China respondió contundentemente a las acusaciones occidentales de «trabajo forzado» en la región de Xinjiang, de mayoría musulmana, y sancionó a personalidades británicas, mientras varias marcas extranjeras son blanco de represalias en el mercado chino.
Xinjiang (noroeste de China) fue durante mucho tiempo escenario de atentados contra civiles atribuidos a separatistas o islamistas uigures. Desde hace algunos años, Pekín impone en la región una drástica vigilancia policial.

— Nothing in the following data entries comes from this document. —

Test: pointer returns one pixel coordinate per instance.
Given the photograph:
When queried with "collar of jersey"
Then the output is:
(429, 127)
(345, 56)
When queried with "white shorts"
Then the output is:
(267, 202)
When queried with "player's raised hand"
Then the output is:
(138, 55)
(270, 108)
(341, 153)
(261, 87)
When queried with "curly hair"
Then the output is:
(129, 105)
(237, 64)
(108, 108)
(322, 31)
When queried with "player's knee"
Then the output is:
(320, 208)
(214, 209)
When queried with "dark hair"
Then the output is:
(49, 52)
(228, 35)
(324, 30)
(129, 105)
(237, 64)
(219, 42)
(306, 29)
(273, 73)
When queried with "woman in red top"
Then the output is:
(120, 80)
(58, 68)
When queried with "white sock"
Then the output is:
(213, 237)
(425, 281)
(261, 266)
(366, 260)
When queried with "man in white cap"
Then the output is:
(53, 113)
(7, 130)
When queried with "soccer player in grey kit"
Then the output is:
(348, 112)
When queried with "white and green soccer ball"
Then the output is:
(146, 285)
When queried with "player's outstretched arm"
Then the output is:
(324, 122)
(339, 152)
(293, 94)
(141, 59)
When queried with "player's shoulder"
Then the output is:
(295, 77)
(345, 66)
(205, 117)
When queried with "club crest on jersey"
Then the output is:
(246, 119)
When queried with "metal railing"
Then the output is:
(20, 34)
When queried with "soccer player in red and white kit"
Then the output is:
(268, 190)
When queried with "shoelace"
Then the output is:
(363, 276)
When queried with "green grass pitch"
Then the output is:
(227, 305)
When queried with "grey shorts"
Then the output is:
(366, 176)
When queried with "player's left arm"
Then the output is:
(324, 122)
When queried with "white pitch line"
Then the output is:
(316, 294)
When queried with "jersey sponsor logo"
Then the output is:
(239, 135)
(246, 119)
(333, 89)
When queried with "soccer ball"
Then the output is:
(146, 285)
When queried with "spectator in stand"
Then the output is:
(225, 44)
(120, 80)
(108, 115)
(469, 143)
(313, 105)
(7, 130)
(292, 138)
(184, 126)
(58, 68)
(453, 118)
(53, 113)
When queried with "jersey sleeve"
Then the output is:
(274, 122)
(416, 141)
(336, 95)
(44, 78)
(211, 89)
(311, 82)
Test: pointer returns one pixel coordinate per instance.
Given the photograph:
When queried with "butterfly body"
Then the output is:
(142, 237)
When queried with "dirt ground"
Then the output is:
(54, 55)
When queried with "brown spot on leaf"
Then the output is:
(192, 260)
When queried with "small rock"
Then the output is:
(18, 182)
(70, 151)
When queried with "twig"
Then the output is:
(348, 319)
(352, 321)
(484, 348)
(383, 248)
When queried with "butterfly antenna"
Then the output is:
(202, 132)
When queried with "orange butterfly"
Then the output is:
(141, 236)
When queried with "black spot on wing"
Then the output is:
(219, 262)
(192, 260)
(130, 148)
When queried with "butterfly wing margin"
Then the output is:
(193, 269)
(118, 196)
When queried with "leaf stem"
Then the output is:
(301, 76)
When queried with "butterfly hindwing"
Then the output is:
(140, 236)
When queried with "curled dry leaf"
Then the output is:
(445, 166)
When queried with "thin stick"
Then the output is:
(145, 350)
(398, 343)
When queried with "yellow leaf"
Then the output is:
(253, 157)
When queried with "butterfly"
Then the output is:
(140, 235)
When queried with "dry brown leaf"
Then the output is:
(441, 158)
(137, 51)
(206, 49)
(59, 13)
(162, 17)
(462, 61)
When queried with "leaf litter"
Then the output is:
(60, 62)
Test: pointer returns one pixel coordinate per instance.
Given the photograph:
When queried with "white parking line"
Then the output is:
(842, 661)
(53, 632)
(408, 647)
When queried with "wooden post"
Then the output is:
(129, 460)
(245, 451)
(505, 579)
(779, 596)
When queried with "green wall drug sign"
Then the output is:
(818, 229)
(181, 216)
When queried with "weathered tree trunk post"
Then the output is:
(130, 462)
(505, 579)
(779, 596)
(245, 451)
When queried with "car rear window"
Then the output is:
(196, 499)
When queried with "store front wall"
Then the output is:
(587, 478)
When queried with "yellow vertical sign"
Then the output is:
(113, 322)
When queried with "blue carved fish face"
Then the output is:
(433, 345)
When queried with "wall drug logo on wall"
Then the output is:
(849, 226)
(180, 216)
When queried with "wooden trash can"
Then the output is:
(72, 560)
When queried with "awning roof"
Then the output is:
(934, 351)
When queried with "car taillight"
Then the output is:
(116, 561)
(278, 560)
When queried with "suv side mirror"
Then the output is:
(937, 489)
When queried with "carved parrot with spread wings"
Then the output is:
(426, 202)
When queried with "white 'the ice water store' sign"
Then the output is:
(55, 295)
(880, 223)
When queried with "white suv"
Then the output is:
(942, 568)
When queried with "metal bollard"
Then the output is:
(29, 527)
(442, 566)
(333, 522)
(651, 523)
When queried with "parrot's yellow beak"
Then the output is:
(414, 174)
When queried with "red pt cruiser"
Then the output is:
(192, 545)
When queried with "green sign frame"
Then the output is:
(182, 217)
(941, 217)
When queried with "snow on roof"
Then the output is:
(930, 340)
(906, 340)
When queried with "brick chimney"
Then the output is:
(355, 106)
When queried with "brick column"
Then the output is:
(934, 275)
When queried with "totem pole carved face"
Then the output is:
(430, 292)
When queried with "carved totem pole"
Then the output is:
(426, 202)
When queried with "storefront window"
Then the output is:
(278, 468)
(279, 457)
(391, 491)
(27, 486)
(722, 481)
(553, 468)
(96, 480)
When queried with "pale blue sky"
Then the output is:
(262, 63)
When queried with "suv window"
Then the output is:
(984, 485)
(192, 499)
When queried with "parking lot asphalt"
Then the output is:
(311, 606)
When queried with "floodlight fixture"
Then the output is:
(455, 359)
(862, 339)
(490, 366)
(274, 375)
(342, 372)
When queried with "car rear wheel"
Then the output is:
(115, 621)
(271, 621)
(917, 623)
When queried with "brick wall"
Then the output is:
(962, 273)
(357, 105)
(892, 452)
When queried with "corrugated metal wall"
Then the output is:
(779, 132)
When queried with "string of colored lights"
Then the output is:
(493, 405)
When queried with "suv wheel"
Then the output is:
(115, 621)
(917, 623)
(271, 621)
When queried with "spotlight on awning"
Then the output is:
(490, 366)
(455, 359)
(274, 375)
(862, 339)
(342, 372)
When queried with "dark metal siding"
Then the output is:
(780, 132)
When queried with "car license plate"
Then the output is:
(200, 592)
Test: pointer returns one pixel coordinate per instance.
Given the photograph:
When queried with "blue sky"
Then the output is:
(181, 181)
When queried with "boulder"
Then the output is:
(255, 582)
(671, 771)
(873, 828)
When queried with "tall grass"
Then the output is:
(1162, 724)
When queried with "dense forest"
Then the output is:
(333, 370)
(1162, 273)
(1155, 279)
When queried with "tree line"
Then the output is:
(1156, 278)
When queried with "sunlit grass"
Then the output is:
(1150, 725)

Según estudios de institutos de Estados Unidos y Australia, al menos un millón de uigures están en «campos» y algunos de ellos se ven sometidos a «trabajos forzados», sobre todo en los campos de cultivo de algodón.
China lo desmiente tajantemente, critica unos informes sesgados y «falsas informaciones», y asegura que los «campos» son en realidad «centros de formación profesional» destinados a dar trabajo a la población para alejarla del extremismo.
El lunes, la Unión Europea (UE), el Reino Unido, Estados Unidos y Canadá impusieron sanciones contra dirigentes pasados o actuales de Xinjiang.
Pekín replicó sancionando a diez personalidades europeas, entre ellas cinco eurodiputados, acusadas de «propagar mentiras» basándose en informes que China considera sesgados.